DerwenAI / kglab

Graph Data Science: an abstraction layer in Python for building knowledge graphs, integrated with popular graph libraries – atop Pandas, NetworkX, RAPIDS, RDFlib, pySHACL, PyVis, morph-kgc, pslpython, pyarrow, etc.
https://derwen.ai/docs/kgl/
MIT License
574 stars 65 forks source link

allow configurable rdflib.Store plugins, e.g., Oxrdflib #240

Closed ceteri closed 2 years ago

ceteri commented 2 years ago

Adding support for a store param to the main KnowledgeGraph class, to allow configurable rdflib.Store plugins, e.g., the most excellent Oxrdflib - kudos @Tpt, @bollwyvl for that project

Based on performance analysis and recommendation by @paoespinozarias

bollwyvl commented 2 years ago

@ceteri vicious nerd snipe! well played.

note that i'm just carrying bits between bleachers on oxigraph, and not really contributing, per se.

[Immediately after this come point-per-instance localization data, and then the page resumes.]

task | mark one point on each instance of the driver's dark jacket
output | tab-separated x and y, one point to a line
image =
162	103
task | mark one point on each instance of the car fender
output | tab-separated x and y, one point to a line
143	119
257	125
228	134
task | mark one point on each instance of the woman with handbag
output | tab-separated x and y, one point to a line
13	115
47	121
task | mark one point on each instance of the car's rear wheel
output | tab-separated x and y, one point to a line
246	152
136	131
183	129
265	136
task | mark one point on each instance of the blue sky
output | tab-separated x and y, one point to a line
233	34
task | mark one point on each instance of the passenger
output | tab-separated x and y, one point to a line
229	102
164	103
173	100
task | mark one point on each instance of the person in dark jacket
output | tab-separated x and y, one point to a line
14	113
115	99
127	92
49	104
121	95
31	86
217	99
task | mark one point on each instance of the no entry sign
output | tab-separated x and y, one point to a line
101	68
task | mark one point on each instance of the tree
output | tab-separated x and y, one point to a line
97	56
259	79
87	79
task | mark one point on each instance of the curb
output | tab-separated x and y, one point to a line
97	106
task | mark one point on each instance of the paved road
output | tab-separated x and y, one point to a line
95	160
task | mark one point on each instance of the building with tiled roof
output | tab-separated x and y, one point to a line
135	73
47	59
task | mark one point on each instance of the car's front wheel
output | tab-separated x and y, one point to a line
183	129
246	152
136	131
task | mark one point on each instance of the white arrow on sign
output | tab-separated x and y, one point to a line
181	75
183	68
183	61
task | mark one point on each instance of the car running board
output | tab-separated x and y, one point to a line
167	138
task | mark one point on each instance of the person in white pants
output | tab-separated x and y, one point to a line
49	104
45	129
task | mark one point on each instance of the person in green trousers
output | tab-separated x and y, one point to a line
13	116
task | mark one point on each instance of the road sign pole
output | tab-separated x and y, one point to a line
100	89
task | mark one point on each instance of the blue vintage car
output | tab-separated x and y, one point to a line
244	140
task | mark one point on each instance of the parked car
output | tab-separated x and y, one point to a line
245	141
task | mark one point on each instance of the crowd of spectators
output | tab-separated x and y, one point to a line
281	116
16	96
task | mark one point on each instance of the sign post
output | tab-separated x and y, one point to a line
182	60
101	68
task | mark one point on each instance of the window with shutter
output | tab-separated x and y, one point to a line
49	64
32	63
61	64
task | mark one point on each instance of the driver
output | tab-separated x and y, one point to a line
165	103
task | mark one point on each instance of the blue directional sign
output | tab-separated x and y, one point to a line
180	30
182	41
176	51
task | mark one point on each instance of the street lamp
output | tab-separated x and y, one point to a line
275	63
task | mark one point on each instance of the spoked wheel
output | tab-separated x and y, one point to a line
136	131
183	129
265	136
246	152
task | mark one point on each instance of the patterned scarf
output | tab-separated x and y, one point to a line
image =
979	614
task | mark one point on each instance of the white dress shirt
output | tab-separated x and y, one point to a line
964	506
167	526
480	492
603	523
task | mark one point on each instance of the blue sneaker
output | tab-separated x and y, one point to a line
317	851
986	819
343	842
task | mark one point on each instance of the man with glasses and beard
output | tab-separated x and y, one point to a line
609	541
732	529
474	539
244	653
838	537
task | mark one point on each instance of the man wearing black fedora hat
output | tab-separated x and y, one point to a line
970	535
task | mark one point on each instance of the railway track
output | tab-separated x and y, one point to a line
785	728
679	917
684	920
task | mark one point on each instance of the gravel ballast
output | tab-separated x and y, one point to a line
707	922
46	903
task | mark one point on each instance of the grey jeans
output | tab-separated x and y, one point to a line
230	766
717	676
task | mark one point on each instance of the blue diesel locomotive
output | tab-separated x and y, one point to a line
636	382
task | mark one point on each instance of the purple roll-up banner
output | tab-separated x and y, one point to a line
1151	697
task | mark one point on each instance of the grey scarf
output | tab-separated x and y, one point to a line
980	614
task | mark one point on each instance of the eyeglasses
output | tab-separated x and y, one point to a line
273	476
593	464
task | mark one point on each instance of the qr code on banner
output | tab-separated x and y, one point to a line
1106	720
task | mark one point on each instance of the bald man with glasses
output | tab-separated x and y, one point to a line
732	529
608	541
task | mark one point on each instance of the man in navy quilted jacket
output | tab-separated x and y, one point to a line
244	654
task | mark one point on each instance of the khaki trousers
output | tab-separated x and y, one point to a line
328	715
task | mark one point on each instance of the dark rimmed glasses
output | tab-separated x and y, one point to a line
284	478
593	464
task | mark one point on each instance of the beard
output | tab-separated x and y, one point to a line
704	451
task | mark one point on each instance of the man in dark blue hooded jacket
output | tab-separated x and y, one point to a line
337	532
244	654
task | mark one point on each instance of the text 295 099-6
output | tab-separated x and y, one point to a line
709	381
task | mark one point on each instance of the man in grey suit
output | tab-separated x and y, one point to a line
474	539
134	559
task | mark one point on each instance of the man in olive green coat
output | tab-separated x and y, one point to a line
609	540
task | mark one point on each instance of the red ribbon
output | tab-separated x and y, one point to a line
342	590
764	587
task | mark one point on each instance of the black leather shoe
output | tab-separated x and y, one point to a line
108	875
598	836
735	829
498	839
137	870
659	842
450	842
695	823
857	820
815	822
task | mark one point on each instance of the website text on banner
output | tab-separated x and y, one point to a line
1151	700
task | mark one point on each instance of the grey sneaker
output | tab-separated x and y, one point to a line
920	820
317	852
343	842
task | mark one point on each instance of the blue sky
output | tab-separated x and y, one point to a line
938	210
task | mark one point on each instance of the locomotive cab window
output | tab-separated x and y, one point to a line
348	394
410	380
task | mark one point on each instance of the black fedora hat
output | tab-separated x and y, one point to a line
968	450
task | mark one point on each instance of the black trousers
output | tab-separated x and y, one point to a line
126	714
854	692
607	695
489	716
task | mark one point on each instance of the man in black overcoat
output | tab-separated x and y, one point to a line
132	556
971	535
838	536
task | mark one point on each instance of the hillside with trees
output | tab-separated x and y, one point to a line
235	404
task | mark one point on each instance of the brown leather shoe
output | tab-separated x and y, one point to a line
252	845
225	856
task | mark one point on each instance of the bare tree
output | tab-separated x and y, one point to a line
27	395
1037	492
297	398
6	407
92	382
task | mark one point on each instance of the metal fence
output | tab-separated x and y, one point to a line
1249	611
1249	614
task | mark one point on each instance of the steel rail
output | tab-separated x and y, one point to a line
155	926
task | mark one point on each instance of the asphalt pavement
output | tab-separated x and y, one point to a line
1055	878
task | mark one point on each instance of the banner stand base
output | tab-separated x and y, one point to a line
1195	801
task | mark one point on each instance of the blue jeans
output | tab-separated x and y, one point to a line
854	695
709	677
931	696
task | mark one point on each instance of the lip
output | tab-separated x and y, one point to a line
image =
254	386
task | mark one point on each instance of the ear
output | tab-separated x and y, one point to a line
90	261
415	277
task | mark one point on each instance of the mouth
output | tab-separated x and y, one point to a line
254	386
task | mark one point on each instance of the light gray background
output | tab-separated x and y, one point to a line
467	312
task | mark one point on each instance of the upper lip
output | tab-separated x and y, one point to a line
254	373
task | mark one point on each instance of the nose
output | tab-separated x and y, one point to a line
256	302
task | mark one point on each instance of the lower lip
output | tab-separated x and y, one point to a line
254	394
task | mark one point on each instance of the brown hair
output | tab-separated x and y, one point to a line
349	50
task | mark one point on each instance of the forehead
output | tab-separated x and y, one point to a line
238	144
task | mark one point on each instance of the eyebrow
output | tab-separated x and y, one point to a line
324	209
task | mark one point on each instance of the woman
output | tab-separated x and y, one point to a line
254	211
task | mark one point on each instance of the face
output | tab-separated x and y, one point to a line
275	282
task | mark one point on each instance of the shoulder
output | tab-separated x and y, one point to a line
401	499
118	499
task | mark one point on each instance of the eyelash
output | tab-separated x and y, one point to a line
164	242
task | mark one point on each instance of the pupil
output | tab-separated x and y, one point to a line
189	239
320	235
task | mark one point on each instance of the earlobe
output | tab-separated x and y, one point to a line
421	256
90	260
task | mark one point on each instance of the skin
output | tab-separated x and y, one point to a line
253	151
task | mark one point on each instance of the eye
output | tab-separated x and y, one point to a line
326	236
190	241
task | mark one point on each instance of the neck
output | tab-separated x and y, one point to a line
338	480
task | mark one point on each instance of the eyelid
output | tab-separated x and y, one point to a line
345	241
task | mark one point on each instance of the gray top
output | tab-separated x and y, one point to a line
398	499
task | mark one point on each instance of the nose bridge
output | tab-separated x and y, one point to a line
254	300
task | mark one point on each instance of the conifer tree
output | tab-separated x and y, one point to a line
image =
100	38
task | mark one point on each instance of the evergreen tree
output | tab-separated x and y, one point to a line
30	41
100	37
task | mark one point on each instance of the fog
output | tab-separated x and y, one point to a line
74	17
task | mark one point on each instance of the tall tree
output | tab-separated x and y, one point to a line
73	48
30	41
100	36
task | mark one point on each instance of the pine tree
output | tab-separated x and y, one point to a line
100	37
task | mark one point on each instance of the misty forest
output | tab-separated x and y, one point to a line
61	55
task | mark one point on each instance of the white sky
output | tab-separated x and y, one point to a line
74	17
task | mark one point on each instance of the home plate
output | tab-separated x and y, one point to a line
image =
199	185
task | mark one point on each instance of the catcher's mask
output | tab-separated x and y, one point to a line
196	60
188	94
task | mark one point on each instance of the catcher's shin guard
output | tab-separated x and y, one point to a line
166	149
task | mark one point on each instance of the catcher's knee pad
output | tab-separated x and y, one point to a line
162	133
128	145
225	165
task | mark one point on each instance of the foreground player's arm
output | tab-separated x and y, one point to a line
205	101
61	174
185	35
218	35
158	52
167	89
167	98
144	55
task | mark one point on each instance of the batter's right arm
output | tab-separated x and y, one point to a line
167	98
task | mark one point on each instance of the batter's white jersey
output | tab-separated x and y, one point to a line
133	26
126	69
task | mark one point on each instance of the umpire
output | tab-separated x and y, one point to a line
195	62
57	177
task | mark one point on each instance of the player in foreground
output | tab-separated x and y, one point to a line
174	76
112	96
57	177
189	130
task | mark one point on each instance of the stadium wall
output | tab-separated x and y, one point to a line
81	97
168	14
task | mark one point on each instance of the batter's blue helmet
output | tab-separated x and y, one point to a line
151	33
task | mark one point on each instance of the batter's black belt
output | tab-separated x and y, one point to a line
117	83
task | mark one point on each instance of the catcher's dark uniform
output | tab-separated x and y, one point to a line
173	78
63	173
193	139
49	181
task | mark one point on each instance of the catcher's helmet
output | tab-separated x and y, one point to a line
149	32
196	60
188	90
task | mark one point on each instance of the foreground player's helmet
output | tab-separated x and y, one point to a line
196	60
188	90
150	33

this looks like an impressive stack of stuff: we have been tinkering with some of the interactive computing side of this with some stuff in the stable with a few more things in the pipeline.

maybe there's a place for a desktop app riding atop a self-contained environment running all this stuff.... perhaps that would be something other people would be interested in.

ceteri commented 2 years ago

Thanks @bollwyvl !

I hadn't seen jupyrdf, that's great! Tangentially, we'd started toward some related work with jupyterlab-metadata-service – as part of the Rich Context funding effort.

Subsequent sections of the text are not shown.